Notre gendre reste silencieux. Nous sommes à la fois choqués et navrés. Je repense à leur mariage, six ans auparavant, par une merveilleuse journée de Juillet. Je revois ma fille, radieuse, dans sa robe couleur ivoire, dessinée par ses soins, avec son bouquet tout simple de fleurs d'oranger.

"Nous nous aimons comme frère et sœur" tente-t-elle d'expliquer, "mais pas comme mari et femme". Notre gendre semble abattu. "Ce sera mieux ainsi" ajoute-t-il. Il a l'air malheureux; nous sommes certains que l'initiative ne vient pas de lui. Peut-être y a-t-il quelqu'un d'autre impliqué dans cette histoire. Elle l'a convaincu qu'il valait mieux mettre un terme à leur mariage, mais tout dans son attitude contredit ses paroles. Nous l'aimons comme un fils et l'avions accueilli à bras ouverts dans notre famille. Nous allons le perdre, nous aussi.

Le divorce est prononcé rapidement. Il n'y a pas d'enfants pouvant créer des complications, et le peu de biens qu'ils possèdent est partagé par simple accord mutuel.

Nous réalisons rapidement que le nouveau compagnon de notre fille a quitté les coulisses pour occuper le devant de la scène. Ils s'installent ensemble et se déclarent très heureux. Ils déclarent chacun qu'ils ont trouvé l'âme sœur. Nous sommes contents de voir que notre fille est heureuse. N'est-ce pas là le souhait de tous les parents ?

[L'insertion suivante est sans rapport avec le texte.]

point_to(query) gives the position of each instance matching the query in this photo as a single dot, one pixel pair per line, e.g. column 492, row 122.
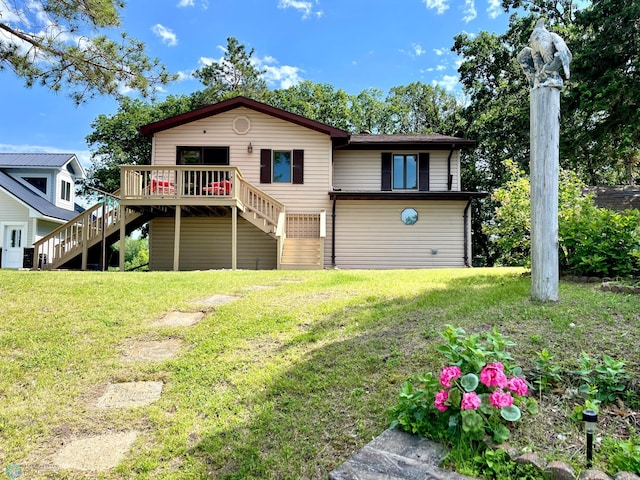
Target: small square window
column 282, row 166
column 65, row 191
column 405, row 172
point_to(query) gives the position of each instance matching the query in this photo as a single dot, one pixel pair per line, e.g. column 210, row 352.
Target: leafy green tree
column 62, row 45
column 235, row 74
column 592, row 240
column 605, row 94
column 317, row 101
column 115, row 139
column 370, row 112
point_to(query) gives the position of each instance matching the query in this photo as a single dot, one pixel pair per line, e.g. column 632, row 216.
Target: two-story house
column 241, row 184
column 37, row 195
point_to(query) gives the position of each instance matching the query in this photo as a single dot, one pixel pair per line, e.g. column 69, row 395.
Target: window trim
column 65, row 190
column 182, row 148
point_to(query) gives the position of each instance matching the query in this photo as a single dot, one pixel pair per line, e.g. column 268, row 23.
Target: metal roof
column 35, row 201
column 14, row 160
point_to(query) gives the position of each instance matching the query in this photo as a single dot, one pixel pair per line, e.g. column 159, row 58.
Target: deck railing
column 198, row 183
column 178, row 181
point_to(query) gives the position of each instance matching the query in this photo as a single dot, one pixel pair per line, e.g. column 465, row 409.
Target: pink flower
column 492, row 375
column 441, row 397
column 448, row 374
column 470, row 401
column 501, row 399
column 518, row 386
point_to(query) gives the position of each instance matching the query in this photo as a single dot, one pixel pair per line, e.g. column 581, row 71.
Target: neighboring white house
column 37, row 195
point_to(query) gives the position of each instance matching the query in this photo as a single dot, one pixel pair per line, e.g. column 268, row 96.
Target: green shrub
column 592, row 241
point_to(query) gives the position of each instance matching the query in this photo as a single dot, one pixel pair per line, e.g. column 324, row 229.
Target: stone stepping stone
column 102, row 452
column 153, row 350
column 130, row 394
column 179, row 319
column 217, row 300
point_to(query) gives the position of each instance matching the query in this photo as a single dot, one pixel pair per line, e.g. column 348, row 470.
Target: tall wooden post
column 544, row 166
column 542, row 61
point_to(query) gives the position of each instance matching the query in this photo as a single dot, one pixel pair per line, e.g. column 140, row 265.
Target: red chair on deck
column 161, row 186
column 218, row 188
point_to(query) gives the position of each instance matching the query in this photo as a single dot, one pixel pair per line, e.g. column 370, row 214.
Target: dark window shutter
column 265, row 165
column 423, row 172
column 386, row 172
column 298, row 166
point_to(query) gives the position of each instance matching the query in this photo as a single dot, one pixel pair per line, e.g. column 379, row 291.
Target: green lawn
column 286, row 382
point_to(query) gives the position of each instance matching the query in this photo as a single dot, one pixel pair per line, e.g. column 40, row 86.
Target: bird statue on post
column 544, row 58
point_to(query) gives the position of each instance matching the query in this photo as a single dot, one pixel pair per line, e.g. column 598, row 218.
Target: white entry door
column 12, row 250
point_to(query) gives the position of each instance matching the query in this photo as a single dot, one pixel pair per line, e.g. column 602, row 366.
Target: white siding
column 266, row 132
column 370, row 234
column 12, row 211
column 360, row 171
column 205, row 243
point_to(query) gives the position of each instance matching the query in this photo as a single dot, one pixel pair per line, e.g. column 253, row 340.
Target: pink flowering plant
column 480, row 392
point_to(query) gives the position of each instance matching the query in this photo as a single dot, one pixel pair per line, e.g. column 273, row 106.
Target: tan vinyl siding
column 360, row 171
column 266, row 133
column 369, row 234
column 205, row 243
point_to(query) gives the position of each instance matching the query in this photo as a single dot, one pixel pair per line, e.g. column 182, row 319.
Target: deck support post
column 234, row 237
column 176, row 239
column 85, row 243
column 545, row 138
column 123, row 238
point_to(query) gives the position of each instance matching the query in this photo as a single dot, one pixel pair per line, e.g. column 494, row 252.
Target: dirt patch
column 130, row 394
column 179, row 319
column 98, row 453
column 216, row 300
column 153, row 350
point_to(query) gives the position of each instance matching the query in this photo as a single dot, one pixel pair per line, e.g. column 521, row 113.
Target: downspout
column 466, row 234
column 333, row 234
column 449, row 176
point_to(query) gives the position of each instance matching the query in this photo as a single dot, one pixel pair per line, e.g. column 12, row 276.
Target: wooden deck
column 150, row 191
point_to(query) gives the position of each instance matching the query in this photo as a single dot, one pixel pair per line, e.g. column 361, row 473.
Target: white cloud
column 470, row 12
column 495, row 8
column 304, row 7
column 279, row 76
column 448, row 82
column 166, row 35
column 440, row 6
column 418, row 50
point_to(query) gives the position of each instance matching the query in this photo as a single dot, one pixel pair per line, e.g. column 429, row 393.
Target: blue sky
column 350, row 44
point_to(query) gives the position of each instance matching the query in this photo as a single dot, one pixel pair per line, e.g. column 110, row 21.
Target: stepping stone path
column 130, row 394
column 98, row 453
column 104, row 452
column 153, row 350
column 179, row 319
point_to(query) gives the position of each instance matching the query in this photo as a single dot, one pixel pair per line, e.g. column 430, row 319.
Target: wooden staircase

Nous attendons patiemment de les entendre parler de mariage. Nous attendons en vain. Lorsque nous abordons prudemment le sujet, nous essuyons instantanément une rebuffade.

Nous, qui nous réjouissons de célébrer nos 35 ans de mariage, nous sentons complètement dépassés et déconcertés. Ceci est contraire à tout ce en quoi nous croyons. Lorsque les enfants étaient petits et que je me sentais parfois écrasée par les responsabilités de la vie quotidienne, lorsque je sentais que ma carrière, mes études, mon épanouissement personnel devaient être mis en veilleuse, je me reprochais mon mécontentement et me raisonnais en me disant que c'était ma destinée. Si je parvenais à transmettre à mes enfants notre héritage, afin qu'à leur tour ils le transmettent à leurs enfants, Dayenou… cela me suffirait.

Nous parvenons à nous convaincre que nous comprenons la réticence de notre fille à se lancer pour la deuxième fois dans un grand mariage comme six ans auparavant. Nous faisons tous nos efforts pour nous montrer compréhensifs alors même que nous souffrons intérieurement. "Allez chez un rabbin avec deux amis qui vous serviront de témoins", supplions-nous "Nous ne serons même pas présents". Mais ils font la sourde oreille et nous devons nous résigner.

Nous sommes déchirés entre notre amour pour notre fille et la peur qu'une barrière invisible ne se dresse entre nous. Devrons-nous à présent affronter un éloignement , non seulement géographique mais également affectif ?

LES LIENS DU MARIAGE

Quelques mois plus tard, ma fille et son nouveau compagnon arrivent chez nous pour Chabbath. "Je suis enceinte" nous annonce-t-elle joyeusement. Ils ont tous deux un sourire rayonnant. Nous savons qu'il s'agit là de la conséquence naturelle de leur amour et de leur vie en commun, mais jusqu'à présent, nous avions refusé d'envisager cette éventualité. Et voilà que le cauchemar se réalise. Nous avions voulu nous persuader que si nous n'y pensions pas, cette chose n'arriverait pas.

Nous éprouvons des sentiments confus. D'une part, nous nous réjouissons qu'une vie nouvelle se prépare, mais d'autre part, nous avons la mort dans l'âme. Nous essayons cependant, pour notre fille, de nous montrer joyeux. Nous nous étreignons et nous nous embrassons. Ils sont tous les deux si heureux et si prévenants l'un envers l'autre. Nous nous disons, une fois de plus, que c'est merveilleux de la voir si heureuse et si sereine. Nous nous consolons en nous persuadant que rien n'arrive sans raison, encore que nous n'avons pas la moindre idée de la nature de cette raison, dans le cas présent.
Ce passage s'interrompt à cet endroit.